Unser besonderer Dank gilt auch Herrn Dr. Wilfried Beimrohr, Leiter des Tiroler Landesarchivs, für die freundliche Erlaubnis den von ihm im Jahr 2007 verfassten Artikel über die Austreibung der Zillertaler Protestanten hier mit veröffentlichen zu dürfen. Der Leser wird hier so manch wertvolles und interessantes Detail über die damaligen Umstände erfahren. Vielen Dank!

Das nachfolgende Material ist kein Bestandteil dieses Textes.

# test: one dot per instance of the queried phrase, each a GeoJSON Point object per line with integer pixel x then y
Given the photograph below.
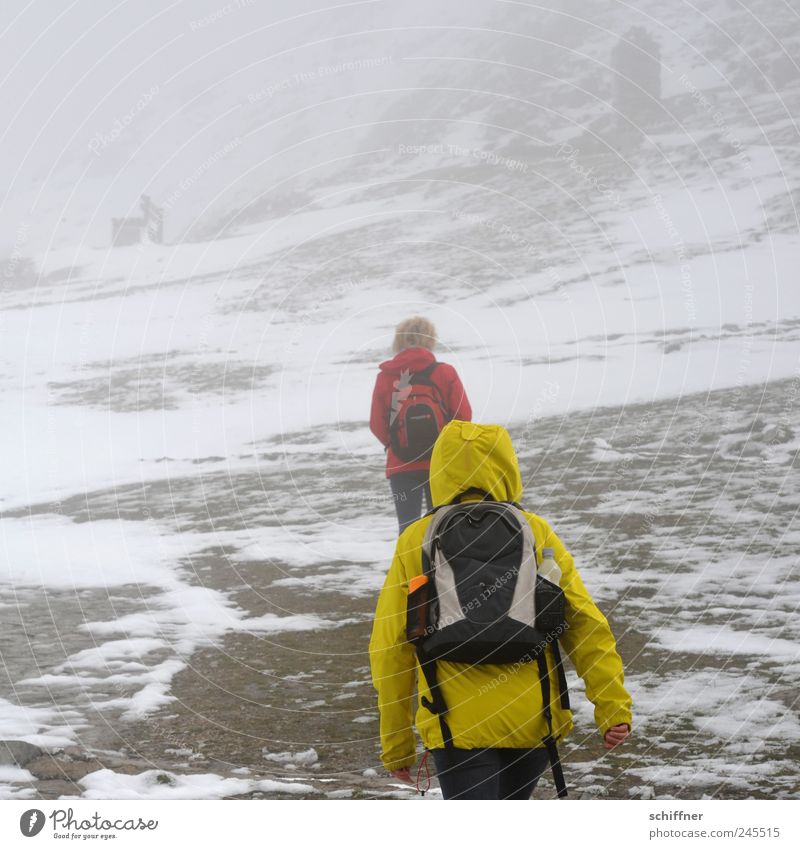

Das Glaubenszeugnis der Zillertaler Protestanten – eine Botschaft, die es wert war, dass man vor 175 Jahren dafür sein Heimatland aufgab, ist es wert auch heute noch gelesen zu werden. „… ja wir glauben an Christus, als unseren Herrn und Heiland und alleinigen Seligmache r…" Apg. 4,12
Anton Erharter
Obmann
Verein zur Förderung christlicher Gemeinschaft Unterinntal
Anschließend noch einige persönliche Worte von Ludwig Fankhauser. Als persönliches Herzensanliegen hat er den ersten Anstoß für die Neuausgabe dieses Büchleins gegeben. Danke Ludwig!
Liebe Leser dieses Buches!
Als Christ, dem die Bibel als der Maßstab gilt, ist es mir sehr zu Herzen gegangen, als ich vor einigen Jahren diese Schriften von einem Glaubensbruder in die Hand bekam. Ich habe auch das Buch vom röm.-kath. Bischof Franz Egger „Glaubenseifer und Tragik der Zillertaler Auswanderer" gelesen.
Ich bin in einer streng katholischen Familie erzogen worden und aufgewachsen und kenne auch die katholische Lehre. So gilt es an Hand der heiligen Schrift zu prüfen, was sagt uns unser Erlöser Jesus Christus wirklich, es gilt zu prüfen was echt und wahr ist.
Waren die Auswanderer wirklich Sektierer? Oder strebten sie nur nach der Wahrheit und wurden daran kräftig gehindert?
Der Leser bekommt hier einen Eindruck von der damaligen Situation und der geistlichen Erweckung in diesem Raum.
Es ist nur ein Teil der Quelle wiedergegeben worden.